A expansão do mercado, para além da zona de Lisboa, justificava o aumento da oferta e os Yuan distribuíam, até pelo correio, gravatas para todo o país, incluindo a Madeira e os Açores e, a partir de determinada altura, mesmo para Marrocos, num prodígio de faro comercial sem dúvida digno de registo. Eis portanto que, poucos anos depois de chegar a Lisboa, Olga Lam já estava integrada na actividade comercial da cidade e, mais do que isso, se comportava bem ao gosto de qualquer autêntica alfacinha, frequentando os espectáculos de revista do Parque Mayer, deixando-se conquistar pela música de Amália Rodrigues e indo à igreja agradecer ao poder divino a saúde e a boa sorte que afinal teve e até, como manifestação inequívoca da sua notável adaptação à vida social e à cultura popular portuguesas, passando a visitar o Santuário de Fátima com uma frequência que testemunha o enraizamento da sua fé católica.
Outras pontas de um novelo transcultural
Nos anos 50, em resultado do estabelecimento da República Popular da China, a ascensão de Mao Tsé Tung ao poder e a fuga de Chiang Kai Chek para Taiwan, verificou-se um novo fluxo de emigração chinesa. As divisões políticas no seio da sociedade chinesa tiveram imediata repercussão nas comunidades chinesas espalhadas pelo Mundo, quer sob a forma de apoio à revolução comunista, quer sob a de apoio à causa nacionalista, e muito em movimentos de solidariedade para com os compatriotas em busca de protecção. E foi nesse contexto dramático que, a exemplo do que se verificou noutros países, também a pequena comunidade chinesa residente em Portugal acolheu alguns compatriotas e apoiou a vinda de familiares, para o que teve, mais uma vez, a colaboração discreta mas efectiva do consulado de Taiwan em Lisboa.

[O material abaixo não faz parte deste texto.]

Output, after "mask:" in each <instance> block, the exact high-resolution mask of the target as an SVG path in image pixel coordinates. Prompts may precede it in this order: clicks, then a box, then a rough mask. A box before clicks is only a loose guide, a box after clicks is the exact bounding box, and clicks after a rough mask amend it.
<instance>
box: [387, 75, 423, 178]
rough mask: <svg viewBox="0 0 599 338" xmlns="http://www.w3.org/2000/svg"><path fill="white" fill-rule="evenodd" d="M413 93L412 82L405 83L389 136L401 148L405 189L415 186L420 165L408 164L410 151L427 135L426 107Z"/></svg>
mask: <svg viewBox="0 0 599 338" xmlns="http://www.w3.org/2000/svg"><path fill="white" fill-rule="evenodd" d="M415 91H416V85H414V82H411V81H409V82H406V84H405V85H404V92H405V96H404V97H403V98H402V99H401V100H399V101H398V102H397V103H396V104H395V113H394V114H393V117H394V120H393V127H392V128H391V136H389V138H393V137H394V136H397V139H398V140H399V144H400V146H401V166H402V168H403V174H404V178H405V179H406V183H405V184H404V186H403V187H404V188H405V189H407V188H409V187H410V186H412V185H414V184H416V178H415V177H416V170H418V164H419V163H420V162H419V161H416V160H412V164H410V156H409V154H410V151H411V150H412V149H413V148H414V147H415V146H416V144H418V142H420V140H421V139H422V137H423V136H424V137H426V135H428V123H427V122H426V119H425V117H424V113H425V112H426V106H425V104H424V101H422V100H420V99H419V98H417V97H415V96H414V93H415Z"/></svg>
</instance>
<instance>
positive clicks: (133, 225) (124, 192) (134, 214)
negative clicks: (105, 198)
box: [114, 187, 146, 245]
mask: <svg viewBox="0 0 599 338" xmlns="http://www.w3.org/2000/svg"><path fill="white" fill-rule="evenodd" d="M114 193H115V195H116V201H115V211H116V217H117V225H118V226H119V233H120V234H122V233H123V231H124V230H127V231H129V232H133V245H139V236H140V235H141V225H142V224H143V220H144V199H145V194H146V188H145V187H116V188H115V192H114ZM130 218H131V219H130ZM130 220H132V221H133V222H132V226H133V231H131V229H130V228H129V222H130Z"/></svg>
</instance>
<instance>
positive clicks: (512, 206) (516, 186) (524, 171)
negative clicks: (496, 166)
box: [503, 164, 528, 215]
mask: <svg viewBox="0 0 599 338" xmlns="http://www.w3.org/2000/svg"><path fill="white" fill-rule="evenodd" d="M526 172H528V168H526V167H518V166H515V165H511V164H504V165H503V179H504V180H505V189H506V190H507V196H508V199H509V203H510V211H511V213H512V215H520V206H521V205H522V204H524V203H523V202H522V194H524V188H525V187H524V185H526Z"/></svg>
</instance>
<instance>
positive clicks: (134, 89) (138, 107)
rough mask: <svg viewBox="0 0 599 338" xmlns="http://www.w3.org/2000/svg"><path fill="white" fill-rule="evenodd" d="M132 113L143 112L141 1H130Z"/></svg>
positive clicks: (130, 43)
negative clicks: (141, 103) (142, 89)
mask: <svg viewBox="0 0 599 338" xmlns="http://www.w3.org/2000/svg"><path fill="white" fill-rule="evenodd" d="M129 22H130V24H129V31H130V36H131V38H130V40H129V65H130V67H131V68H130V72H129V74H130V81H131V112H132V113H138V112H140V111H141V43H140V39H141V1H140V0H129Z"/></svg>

Acontece que Juang, tinha deixado um filho na China, Leong Iam, entretanto casado e com duas filhas, e ainda hoje residente na cidade de Wengzhou. Ocorreu, por isso, aos Yuan a hipótese da vinda para Portugal de Leong Iam, a esposa e as filhas. Mas Leong Iam é cego e o pai teve dúvidas quanto à razoabilidade de o chamar para Portugal, não obstante o que em Lisboa se poderia imaginar serem as dificuldades materiais porque passavam aqueles que viviam na China. Porém, quem não se deixou manietar pelas dúvidas foi Dona Olga que tratou de convencer o marido a financiar a vinda da família Leong, argumentando com os benefícios que daí resultariam para todos - ponto de vista perfeitamente apoiado na forte tradição chinesa do desenvolvimento das pequenas empresas com base em laços de parentesco. E foi assim que em 1958, Leong Iam e Chi Mei, sua esposa, e as filhas Li Chien Yuan, com quatro anos e Hua Chien Yuan, recém-nascida, vieram viver para Portugal. Eis, no entanto, que desta vez o optimismo de Dona Olga não teve confirmação na vida real: a presença do casal em Portugal foi marcada por dificuldades de adaptação tão sérias que, quatro anos depois, o casal regressou à China. Estava-se em 1962, em pleno processo da tempestuosa Revolução Cultural!
Trata-se, certamente, de um muito raro caso de opção pelo regresso à China, em contexto idêntico, visto que dificilmente se poderia imaginar aliciante, para chineses de modesta condição, mas voluntariamente emigrados no Ocidente, um mergulho no turbilhão político chinês desses tempos da denominada Revolução Cultural. Foi, porém, a decisão do casal: regressar à mãe pátria, mas sem os filhos — não só as meninas nascidas na China e trazidas pelos pais ficaram em Portugal com os avós, mas também o menino nascido dois anos antes no Porto, onde Leong Iam e a mulher estiveram durante um curto período, a viver junto de amigos chineses também negociantes de gravatas, após desentendimentos ocorridos em Lisboa com o patriarca do clã. De facto, Leong Iam e Chi Mei regressaram à República Popular da China e nunca mais voltaram a Portugal. Ainda hoje vivem em Wengzhou.